The Centers for Disease Control and Prevention list drowning as the second-leading cause of unintentional death among children age 1 to 14. Children age 1-3 are at the greatest risk. 90% of drownings occur in residential swimming pools and retention ponds near the home. Most were last seen in the home and had been out of sight for less than 5 minutes. The majority were in the care of one or both parents at the time and were not the result of parental negligence.
Startling statistics, but one thing really stands out to me: The majority were not the result of parental negligence. So that means it can happen to you, to me, to our friends and family. Most of us aren’t negligent parents. We want to protect our children and we always have the best intentions. But looking at these statistics, drownings happen under the care of the most responsible parents, in the smallest amount of time, which is why this is such an important topic.
Steps to prevent drownings include:
1. Barriers. Pool fencing can help prevent children from gaining access to the pool area. Back yard ponds can also be fenced in or a mesh cover can be used to cover them. Install a four-sided fence that completely separates the pool or pond from the house and play area of the yard. The fence should be at least 4 feet tall. Use self-latching gates that open outward, with latches out of children’s reach.

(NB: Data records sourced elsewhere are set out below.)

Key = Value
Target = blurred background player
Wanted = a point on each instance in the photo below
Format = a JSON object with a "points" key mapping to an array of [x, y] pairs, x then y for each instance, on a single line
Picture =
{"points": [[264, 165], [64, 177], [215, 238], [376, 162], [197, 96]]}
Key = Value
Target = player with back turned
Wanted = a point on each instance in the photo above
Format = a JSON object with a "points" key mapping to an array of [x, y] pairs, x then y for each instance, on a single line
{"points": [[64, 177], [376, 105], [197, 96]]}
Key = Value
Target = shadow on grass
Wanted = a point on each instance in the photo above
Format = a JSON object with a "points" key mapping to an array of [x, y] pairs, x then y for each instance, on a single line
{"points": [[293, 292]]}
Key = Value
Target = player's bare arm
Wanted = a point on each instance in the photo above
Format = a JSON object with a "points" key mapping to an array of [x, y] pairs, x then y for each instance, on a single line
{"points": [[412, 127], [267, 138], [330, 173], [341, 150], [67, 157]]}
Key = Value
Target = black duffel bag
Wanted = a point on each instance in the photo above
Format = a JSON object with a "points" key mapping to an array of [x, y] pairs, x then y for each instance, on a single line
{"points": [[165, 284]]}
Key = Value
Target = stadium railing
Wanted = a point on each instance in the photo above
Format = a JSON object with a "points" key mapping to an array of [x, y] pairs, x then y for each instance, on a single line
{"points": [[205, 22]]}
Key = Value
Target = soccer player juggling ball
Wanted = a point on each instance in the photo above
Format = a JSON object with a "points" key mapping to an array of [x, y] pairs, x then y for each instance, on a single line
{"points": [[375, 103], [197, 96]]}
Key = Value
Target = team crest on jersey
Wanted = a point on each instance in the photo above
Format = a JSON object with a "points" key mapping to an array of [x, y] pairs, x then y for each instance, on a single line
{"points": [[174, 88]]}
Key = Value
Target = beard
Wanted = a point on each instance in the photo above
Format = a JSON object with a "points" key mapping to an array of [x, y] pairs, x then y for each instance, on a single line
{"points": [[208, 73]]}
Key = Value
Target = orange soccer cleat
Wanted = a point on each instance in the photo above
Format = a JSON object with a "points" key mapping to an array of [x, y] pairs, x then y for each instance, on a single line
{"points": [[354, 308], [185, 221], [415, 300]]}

2. Life jackets. Whether swimming in a pool or at the lake, life jackets are a must. According to the CDC, in 2006 9 out of 10 who drowned in boating accidents were not wearing a life jacket. DO NOT use air-filled pool toys as a means for floatation or in place of life jackets. These are toys, not life-saving devices.
3. Watch. Designate an adult to watch a child in the bathtub, swimming in or playing near any pool or body of water. Remember, a drowning can happen in less time than it takes to answer the phone. The designated adult should not be involved in any other activity than watching the child(ren). That means no mowing the lawn, reading or talking on the phone while having the child(ren) in your care.
4. Learn CPR. You are the first responder should a child start drowning. In the time it takes for paramedics to arrive, you can have already saved your child’s life. The American Red Cross has classes in the metro area year-round.
5. Learn to swim. Take heed, however, that the American Academy of Pediatrics does not recommend this as a primary means of drowning prevention for children younger than 4. Classes can be taken at the local YMCA, or check your city’s community centers for class offerings.
6. Swim with a buddy. Make sure older children never swim alone. Using city pools or parks with lifeguards is also a way to enjoy pool activities with an extra layer of safety.
Let’s keep our children from becoming a tragic statistic this summer. It’s worth the extra effort to keep them safe so they can enjoy many summers to come.